Following a repossession and a long vacancy, the house next door has a new owner, who is doing it up. We share a drive and I bumped into him as he was unloading decorating stuff from his car. I’m not good at chit chat. “Hello” I said. “Hello” he said. “You own the house now?” I said. “Yes” he said. That was the point I realised I had completely run out of conversation. He stared with increasing panic at me while I frowned furiously, trying to think of something else to say. This continued for a while. My brain had seized up completely, locked at 100% CPU, trying to think of anything to say that wasn’t just fucking insane. Meanwhile, my facial muscles stayed the same in the absence of any further direction from further up the head. In the end he dived inside the house to escape the steady but vicious frowning that was being pointed in his direction.

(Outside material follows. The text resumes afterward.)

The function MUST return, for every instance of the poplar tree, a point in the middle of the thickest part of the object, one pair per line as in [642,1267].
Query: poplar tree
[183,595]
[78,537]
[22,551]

The next day I was brewing up some beer in the garage with the door open. I was at the stage where you boil it with the hops, and I had a nice rolling boil going in my large stainless boiling pot. My boiler has various wires coming out for heaters, thermometers and the like, along with taps and attachments for chilling the liquid once the boil is done. I had my head immersed in the aromatic steam when I spied my neighbour walking from his house to his car. He spotted me and looked puzzled, so I thought I’d try to be friendly again. I was trying out a large friendly grin when it occurred to me that it might look a little odd that I was grinning at him with my head immersed in steam coming from some weird contraption with wires and pipes coming out of it. I couldn’t help it when my grin turned into a bit of a giggle, which must have added to whatever effect my steamy grinning was having on him because his quizzical expression turned to one of alarm and he almost ran to his car.
The day after that wasn’t any better for neighbourly relations. I was leaving for work in the car, just as his car appeared at the end of the drive, turning in from the main road. I stopped and started waving my arms about a bit, mouthing words to convey the message that it was perfectly OK for him to continue down the drive and I would reverse back into my parking space so he could get off the main road safely because I’m nice like that and not a dangerous maniac. I’m guessing that from his point of view, the dangerous maniac with the weird laboratory in his garage was annoyed that he was coming down the drive, getting shouty and angry. He reversed back on to the road at high speed in what was, quite frankly, a shockingly dangerous manoeuvre. I tried to catch his eye as we passed but he seemed to be hiding behind the steering wheel.
I haven’t seen him since and I’m not quite sure how to convince him that I am almost normal and really not that dangerous.
Sounds not unlike the infamous Mad Rat Woman of Haddenham.